Another time when muscles tighten up is during exercise, for example, a muscle cramp. Cramps are unpleasant, often painful sensations caused by a variety of factors that include muscle fatigue, low sodium, or low potassium. Muscle cramps can also happen even when you’re not exercising. When muscles contract, the muscle fibers shorten, increasing tension in the muscle. When the contraction is completed, the muscle fibers lengthen and decrease tension. During a muscle cramp, however, the muscle fibers remain shortened and are unable to lengthen due to fatigue or improper hydration and nutrition. Forcibly stretching the muscle when it is in such a tight, contracted form can tear the muscle fibers and lead to injury. Allow the muscle spasm to relax and recover before attempting to stretch out the cramp. In order to prevent these from occurring in the future, make sure to be properly hydrated, properly fed, and not overly fatigued when exercising. If engaging in exercise bouts lasting longer than 60 minutes, consuming an electrolyte replenishing drink may help prevent muscle cramps.

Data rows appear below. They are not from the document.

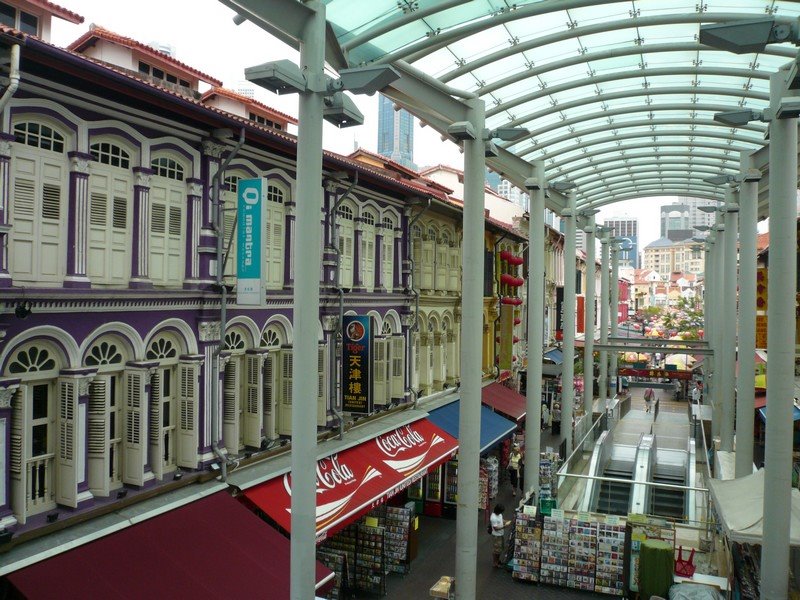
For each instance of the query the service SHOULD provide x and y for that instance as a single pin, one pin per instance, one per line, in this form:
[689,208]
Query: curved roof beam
[653,159]
[651,173]
[422,48]
[401,20]
[648,146]
[661,72]
[629,110]
[535,71]
[650,134]
[628,170]
[635,196]
[643,123]
[639,92]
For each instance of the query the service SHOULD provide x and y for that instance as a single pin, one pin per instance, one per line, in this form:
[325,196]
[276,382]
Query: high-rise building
[395,133]
[626,227]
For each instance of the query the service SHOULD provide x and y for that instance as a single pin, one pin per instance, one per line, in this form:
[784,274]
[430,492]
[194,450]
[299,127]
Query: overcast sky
[203,36]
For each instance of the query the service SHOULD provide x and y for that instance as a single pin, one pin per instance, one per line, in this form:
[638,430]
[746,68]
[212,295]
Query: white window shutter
[285,414]
[230,405]
[20,452]
[66,454]
[322,401]
[270,392]
[99,456]
[188,402]
[379,373]
[135,446]
[253,416]
[398,366]
[156,436]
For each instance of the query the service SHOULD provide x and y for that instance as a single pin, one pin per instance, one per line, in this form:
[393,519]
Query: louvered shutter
[66,455]
[156,438]
[230,405]
[398,366]
[99,456]
[322,403]
[19,453]
[135,447]
[285,414]
[270,390]
[253,415]
[379,373]
[188,401]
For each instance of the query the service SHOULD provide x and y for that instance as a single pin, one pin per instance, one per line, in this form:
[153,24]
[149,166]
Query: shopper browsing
[498,533]
[513,468]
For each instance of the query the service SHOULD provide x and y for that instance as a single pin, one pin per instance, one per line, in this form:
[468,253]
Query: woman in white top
[498,533]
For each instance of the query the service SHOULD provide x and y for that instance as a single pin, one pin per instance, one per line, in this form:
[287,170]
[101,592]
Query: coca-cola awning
[352,482]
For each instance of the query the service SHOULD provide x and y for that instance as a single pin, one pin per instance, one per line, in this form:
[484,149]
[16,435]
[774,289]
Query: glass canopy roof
[617,95]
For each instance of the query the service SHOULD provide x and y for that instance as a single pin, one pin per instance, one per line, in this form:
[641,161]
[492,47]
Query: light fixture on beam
[278,76]
[462,131]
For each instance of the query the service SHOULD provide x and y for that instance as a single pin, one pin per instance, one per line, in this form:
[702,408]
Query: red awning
[352,482]
[212,548]
[504,400]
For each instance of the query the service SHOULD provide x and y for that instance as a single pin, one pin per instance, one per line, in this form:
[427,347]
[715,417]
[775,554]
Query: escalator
[668,502]
[614,497]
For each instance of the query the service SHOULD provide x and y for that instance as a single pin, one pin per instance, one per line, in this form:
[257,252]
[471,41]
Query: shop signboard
[357,365]
[251,223]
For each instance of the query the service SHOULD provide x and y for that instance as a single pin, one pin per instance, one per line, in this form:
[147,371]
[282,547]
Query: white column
[588,320]
[568,323]
[728,316]
[533,400]
[780,347]
[469,421]
[745,397]
[603,379]
[307,265]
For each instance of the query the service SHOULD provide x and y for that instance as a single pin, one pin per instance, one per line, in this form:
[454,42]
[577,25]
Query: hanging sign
[251,223]
[357,365]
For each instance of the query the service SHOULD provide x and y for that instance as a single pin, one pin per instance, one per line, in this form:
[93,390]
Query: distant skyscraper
[395,133]
[626,227]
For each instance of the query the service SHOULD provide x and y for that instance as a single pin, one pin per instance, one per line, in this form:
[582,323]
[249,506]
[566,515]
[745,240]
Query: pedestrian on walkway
[513,468]
[498,533]
[649,396]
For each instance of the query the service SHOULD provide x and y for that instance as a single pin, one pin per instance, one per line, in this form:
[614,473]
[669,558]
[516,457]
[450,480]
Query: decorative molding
[209,331]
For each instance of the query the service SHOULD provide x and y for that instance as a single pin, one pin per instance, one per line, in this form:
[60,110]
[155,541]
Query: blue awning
[555,355]
[762,412]
[494,428]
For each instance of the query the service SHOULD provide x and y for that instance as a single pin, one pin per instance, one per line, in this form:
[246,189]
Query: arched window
[38,203]
[167,222]
[110,191]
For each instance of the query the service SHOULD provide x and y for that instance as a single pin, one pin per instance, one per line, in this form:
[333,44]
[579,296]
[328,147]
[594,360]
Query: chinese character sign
[357,365]
[251,211]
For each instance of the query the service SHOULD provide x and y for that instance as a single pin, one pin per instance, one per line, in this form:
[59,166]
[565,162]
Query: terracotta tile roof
[96,32]
[58,11]
[221,91]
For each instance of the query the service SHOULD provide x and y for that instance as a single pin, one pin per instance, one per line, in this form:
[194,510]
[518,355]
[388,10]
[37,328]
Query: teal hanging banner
[251,223]
[357,365]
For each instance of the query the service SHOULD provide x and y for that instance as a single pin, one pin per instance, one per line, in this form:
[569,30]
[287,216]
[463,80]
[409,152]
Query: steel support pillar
[568,322]
[745,394]
[588,320]
[469,421]
[728,316]
[613,313]
[780,346]
[306,250]
[603,379]
[533,399]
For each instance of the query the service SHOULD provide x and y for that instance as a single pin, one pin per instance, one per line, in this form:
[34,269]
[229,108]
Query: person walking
[649,396]
[498,533]
[513,468]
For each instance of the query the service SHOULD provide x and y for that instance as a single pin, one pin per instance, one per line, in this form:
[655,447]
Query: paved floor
[437,543]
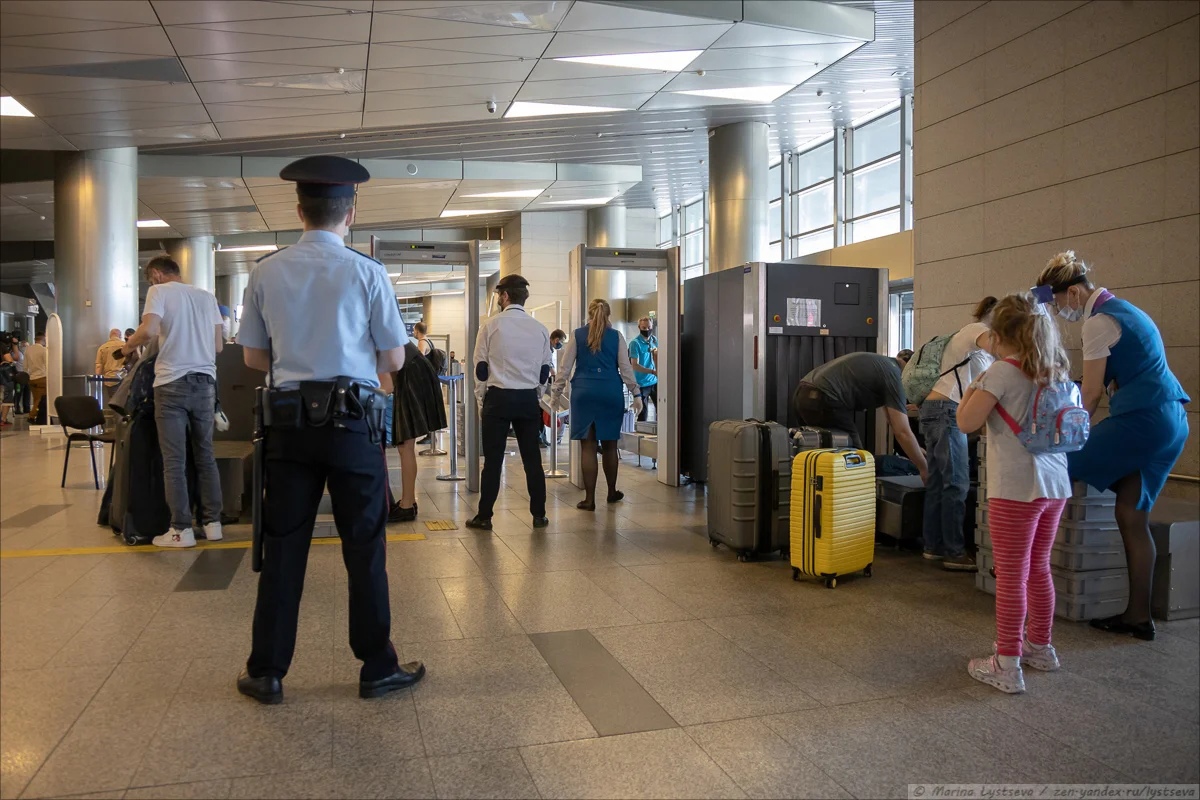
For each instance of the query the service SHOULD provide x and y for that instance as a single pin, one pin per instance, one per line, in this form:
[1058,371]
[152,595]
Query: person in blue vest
[1133,450]
[597,364]
[643,353]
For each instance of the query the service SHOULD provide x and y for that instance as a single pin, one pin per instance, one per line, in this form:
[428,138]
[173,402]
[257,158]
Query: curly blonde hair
[1020,323]
[1065,269]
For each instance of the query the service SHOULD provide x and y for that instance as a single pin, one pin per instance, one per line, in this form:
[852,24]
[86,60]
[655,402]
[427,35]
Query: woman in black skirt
[419,411]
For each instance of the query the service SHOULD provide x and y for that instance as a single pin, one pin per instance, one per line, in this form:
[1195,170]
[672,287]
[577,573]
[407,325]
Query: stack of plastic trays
[1087,561]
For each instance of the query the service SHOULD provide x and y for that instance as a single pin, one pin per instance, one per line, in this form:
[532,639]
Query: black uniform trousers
[299,462]
[519,409]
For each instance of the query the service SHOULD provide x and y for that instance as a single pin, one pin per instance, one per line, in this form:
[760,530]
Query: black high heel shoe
[1144,631]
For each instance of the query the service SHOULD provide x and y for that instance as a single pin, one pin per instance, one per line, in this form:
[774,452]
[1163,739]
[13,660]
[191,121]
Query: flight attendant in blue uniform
[597,364]
[1133,450]
[322,320]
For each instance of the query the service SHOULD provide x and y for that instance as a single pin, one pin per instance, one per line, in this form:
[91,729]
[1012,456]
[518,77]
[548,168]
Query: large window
[813,211]
[873,179]
[693,235]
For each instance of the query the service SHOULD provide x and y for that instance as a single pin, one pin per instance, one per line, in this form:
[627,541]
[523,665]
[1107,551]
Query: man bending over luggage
[831,395]
[187,324]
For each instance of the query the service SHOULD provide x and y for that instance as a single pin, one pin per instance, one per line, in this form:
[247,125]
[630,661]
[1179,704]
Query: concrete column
[95,250]
[607,228]
[196,259]
[738,194]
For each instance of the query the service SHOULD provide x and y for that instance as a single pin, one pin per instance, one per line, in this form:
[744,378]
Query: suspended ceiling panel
[330,76]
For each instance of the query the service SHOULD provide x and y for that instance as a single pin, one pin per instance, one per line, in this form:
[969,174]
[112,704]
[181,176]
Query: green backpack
[925,367]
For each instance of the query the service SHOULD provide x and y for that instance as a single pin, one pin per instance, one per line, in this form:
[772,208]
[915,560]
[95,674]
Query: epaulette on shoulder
[263,258]
[365,256]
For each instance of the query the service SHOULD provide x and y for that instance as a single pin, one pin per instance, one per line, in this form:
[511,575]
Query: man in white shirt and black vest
[513,366]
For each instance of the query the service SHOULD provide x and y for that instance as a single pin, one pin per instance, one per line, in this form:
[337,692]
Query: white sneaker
[175,539]
[1002,672]
[1039,656]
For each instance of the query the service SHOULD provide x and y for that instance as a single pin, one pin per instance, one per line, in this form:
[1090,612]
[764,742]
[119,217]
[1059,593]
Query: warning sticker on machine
[803,312]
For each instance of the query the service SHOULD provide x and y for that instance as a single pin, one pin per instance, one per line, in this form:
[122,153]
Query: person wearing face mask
[1133,450]
[643,353]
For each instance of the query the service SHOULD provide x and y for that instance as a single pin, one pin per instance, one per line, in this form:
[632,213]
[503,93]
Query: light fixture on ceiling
[748,94]
[10,107]
[523,192]
[522,108]
[469,212]
[591,200]
[669,61]
[247,248]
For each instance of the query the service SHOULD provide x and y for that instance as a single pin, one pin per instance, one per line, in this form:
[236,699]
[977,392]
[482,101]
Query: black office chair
[83,413]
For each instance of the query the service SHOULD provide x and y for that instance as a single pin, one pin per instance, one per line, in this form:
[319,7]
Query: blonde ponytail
[599,313]
[1023,325]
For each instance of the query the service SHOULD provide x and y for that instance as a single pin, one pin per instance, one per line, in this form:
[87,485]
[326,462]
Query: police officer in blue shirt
[322,320]
[643,358]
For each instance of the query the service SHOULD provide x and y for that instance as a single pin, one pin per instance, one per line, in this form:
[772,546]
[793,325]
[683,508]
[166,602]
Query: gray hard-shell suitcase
[749,486]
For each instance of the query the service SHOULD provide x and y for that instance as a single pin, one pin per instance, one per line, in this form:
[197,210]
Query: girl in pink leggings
[1026,492]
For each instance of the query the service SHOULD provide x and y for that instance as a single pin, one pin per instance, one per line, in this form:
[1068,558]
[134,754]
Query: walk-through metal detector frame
[666,264]
[469,256]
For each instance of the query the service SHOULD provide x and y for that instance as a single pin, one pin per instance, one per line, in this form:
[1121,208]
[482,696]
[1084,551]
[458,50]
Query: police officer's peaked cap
[325,175]
[511,282]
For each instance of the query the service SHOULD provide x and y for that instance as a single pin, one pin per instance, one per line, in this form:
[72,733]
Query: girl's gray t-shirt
[1013,471]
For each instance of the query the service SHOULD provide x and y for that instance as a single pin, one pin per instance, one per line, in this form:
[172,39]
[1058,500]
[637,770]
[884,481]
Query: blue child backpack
[1056,421]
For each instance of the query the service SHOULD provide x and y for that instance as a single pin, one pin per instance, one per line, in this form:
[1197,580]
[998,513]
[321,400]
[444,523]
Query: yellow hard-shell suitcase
[833,513]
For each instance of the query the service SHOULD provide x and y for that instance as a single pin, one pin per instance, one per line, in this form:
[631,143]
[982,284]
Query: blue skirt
[1149,440]
[600,403]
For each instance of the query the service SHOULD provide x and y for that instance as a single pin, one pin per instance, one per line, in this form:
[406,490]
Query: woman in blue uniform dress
[597,364]
[1133,450]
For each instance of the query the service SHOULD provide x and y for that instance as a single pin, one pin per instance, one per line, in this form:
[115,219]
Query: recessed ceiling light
[10,107]
[749,94]
[669,61]
[591,200]
[469,212]
[523,192]
[249,248]
[522,108]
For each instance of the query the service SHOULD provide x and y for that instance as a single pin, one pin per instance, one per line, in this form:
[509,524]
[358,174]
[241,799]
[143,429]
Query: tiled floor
[612,655]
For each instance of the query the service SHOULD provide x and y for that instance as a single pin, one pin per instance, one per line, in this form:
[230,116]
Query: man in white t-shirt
[187,324]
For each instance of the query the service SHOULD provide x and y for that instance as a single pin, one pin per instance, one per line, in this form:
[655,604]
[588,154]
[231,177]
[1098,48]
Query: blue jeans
[183,410]
[946,491]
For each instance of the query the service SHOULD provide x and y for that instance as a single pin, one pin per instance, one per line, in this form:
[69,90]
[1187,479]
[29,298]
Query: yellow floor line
[151,548]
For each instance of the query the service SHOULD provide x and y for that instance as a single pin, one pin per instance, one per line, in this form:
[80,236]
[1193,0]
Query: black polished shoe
[396,513]
[405,677]
[1144,631]
[268,691]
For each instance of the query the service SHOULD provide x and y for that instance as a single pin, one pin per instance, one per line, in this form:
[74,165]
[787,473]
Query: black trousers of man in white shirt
[519,409]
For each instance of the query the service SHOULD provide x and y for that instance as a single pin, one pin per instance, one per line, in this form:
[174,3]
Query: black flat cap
[325,175]
[511,282]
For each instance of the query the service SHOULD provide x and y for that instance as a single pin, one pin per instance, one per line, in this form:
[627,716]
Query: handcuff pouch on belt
[318,403]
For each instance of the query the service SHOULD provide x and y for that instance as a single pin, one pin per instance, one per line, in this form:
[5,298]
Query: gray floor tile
[195,791]
[403,779]
[558,601]
[489,695]
[495,775]
[761,763]
[107,743]
[478,608]
[613,702]
[657,764]
[697,675]
[37,709]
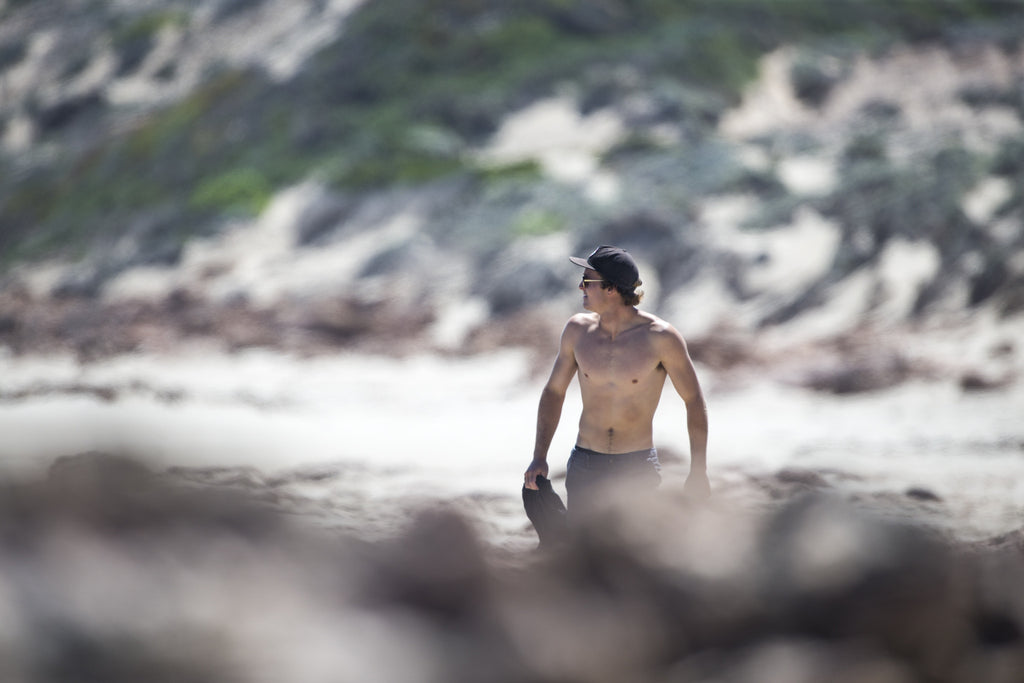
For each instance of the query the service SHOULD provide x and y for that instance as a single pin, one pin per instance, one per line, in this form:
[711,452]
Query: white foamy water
[440,427]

Muscles can also tighten up following exercise. This is felt as muscle soreness. Delayed onset muscle soreness (or DOMS) can be felt as pain and stiffness in the muscles for 24 to 72 hours post-exercise. DOMS is most intense following exercises that focus on eccentric contractions where a weight is lowered or slowed. Examples of eccentric exercises include the downward phase of a bicep curl, or downhill running. The soreness and tightness felt is a result of small ruptures within the muscle. It can be prevented by gradually increasing the intensity of a new exercise program. While the soreness will usually disappear within 72 hours of onset, increased blood flow to the sore area, either by moderate intensity exercise or massage may help alleviate soreness. Stretching does not prevent soreness; however, it is still important to perform some static (holding) stretches after exercise to maintain or improve flexibility.
Proper exercise, stretching, and nutrition strategies can help prevent and correct what can be called muscle tightness. Proper posture, choice of exercises, and stretches will prevent tightness due to decreased range of motion. Proper exercise intensity, as well as pre, during, and post-exercise hydration and nutrition can help prevent muscle cramps. Appropriate exercise progression and static stretches after exercise will help prevent DOMS and maintain range of motion, respectively.